By: Elizabeth Wampler
Gayle Myers Wampler
Wife, mother, grandmother to 10 grateful, fortunate young people, a supreme knitter, lover of all things floral, one of the first woman Computer Programmers in IBM’s history… And American Disability Pioneer.
I lost my mother-in-law this week. She was one of my dearest friends, and aside from that point, I will be eternally indebted to her for raising my husband, Stephen Wampler, masterfully. Wisely. Somehow, in spite of his profound disability, he grew to be the most steadfast, proficient, and reliable person in my life. How did she know how to mother that unique child so well and remain unflappable and resolute? She was single-minded and decisive as she raised him, making countless smart decisions that prepared him extraordinarily for a notable future.

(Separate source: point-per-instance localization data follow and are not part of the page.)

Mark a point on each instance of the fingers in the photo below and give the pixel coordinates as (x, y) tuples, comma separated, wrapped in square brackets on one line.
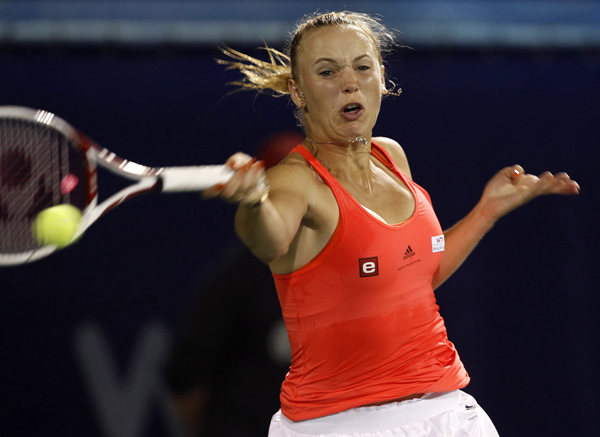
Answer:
[(561, 183), (513, 173)]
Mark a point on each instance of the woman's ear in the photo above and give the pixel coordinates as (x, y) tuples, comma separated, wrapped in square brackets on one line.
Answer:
[(295, 93)]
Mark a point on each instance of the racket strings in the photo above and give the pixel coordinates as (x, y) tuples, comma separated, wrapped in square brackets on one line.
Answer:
[(34, 159)]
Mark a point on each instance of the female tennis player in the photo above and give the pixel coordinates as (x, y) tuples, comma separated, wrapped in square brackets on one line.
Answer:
[(356, 249)]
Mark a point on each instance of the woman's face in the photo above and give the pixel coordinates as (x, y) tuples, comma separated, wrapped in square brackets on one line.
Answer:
[(342, 81)]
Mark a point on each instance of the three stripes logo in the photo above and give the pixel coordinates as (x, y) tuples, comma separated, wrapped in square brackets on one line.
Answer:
[(409, 252)]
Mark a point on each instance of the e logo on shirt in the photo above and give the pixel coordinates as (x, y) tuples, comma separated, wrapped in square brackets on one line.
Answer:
[(368, 267)]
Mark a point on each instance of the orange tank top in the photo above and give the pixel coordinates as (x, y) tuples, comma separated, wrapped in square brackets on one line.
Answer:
[(362, 318)]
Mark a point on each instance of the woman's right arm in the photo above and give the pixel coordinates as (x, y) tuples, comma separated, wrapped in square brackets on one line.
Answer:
[(267, 228)]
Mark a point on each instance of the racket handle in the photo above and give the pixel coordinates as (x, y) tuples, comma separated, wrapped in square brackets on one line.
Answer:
[(196, 178)]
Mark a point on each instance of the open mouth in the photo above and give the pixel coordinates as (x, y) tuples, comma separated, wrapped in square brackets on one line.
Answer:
[(351, 108)]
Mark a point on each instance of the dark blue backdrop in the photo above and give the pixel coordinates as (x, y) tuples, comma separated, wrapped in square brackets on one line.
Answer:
[(522, 310)]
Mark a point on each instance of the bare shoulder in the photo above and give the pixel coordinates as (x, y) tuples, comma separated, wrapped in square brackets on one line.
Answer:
[(396, 152)]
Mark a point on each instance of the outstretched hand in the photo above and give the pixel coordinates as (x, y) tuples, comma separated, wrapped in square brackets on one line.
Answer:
[(511, 188), (248, 184)]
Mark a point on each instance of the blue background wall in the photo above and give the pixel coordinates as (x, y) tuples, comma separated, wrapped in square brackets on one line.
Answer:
[(522, 310)]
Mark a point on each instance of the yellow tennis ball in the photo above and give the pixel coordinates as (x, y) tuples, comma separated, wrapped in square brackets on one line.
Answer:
[(57, 225)]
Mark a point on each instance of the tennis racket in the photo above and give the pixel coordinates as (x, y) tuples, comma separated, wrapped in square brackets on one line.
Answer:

Gayle would have never in a million years chosen to be a trailblazer. She was pretty shy, but I guess that she saw she had a lot of work to do. Even though my husband, Stephen, was her first-born child, and she was green to the world of mothering, she was, in fact, a mother. She had to move a mountain. Gayle did that with the instinct that many mothers have but without any Northstar. She skillfully and thoroughly prepped him for a life of abundance. She called on all her selflessness and discernment, and grit that has served him as a father and husband, and leader. In short, she taught him to thrive.
Gayle was before her time. Fifty-four years ago, people with disabilities were in institutions or quietly at home. She wasn’t having that for HER child. Never, never, never. Instead, she set out to set him up for a life that was filled with daunting, grand ambitions. There had to be a great deal that went into her thinking that I will never know about. I do know that she and Steve had a silent, abiding agreement. It was this: If he couldn’t find a way to do something, he just had to figure it out. The end.
I also know that she believed in him very deeply, and I know she was unwilling to pity her child; she thought too much of the person he was. He impressed her, and she “saw” him, so raised him with a very grounding sense of responsibility and accountability and void of excuses. Gayle never babied Steve and was never one to keep him out of (mild) harm’s way. She didn’t shield him from real life. Instead, she prepared him for adulthood, anticipating his path educationally and beyond. She counted on his diligence and effort so that he could battle against obstacles and obstructions that she knew were inevitable.
They had “a thing,” a common understanding of her expectation of him, and Steve, not knowing anything other than those expectations, set out early to live big. She had GENUINE confidence in him, and he believed her and acted accordingly.
A Life Well-Lived
Gayle also taught Steve to live in good cheer, and he does. Our slogan at Camp Wamp is, “It’s about what you CAN do.” This and many other victories in Stephen’s life began with wise, wonderful, precious Gayle Wampler. We love her, we miss her, and we celebrate her. Even though she is gone now, the ripple of her wisdom, compelling character, and impact will never cease.
R.I.P. Gayle Wampler, you are already missed.
As someone who knows Steve, I will agree she must have been amazing because Steve sure is!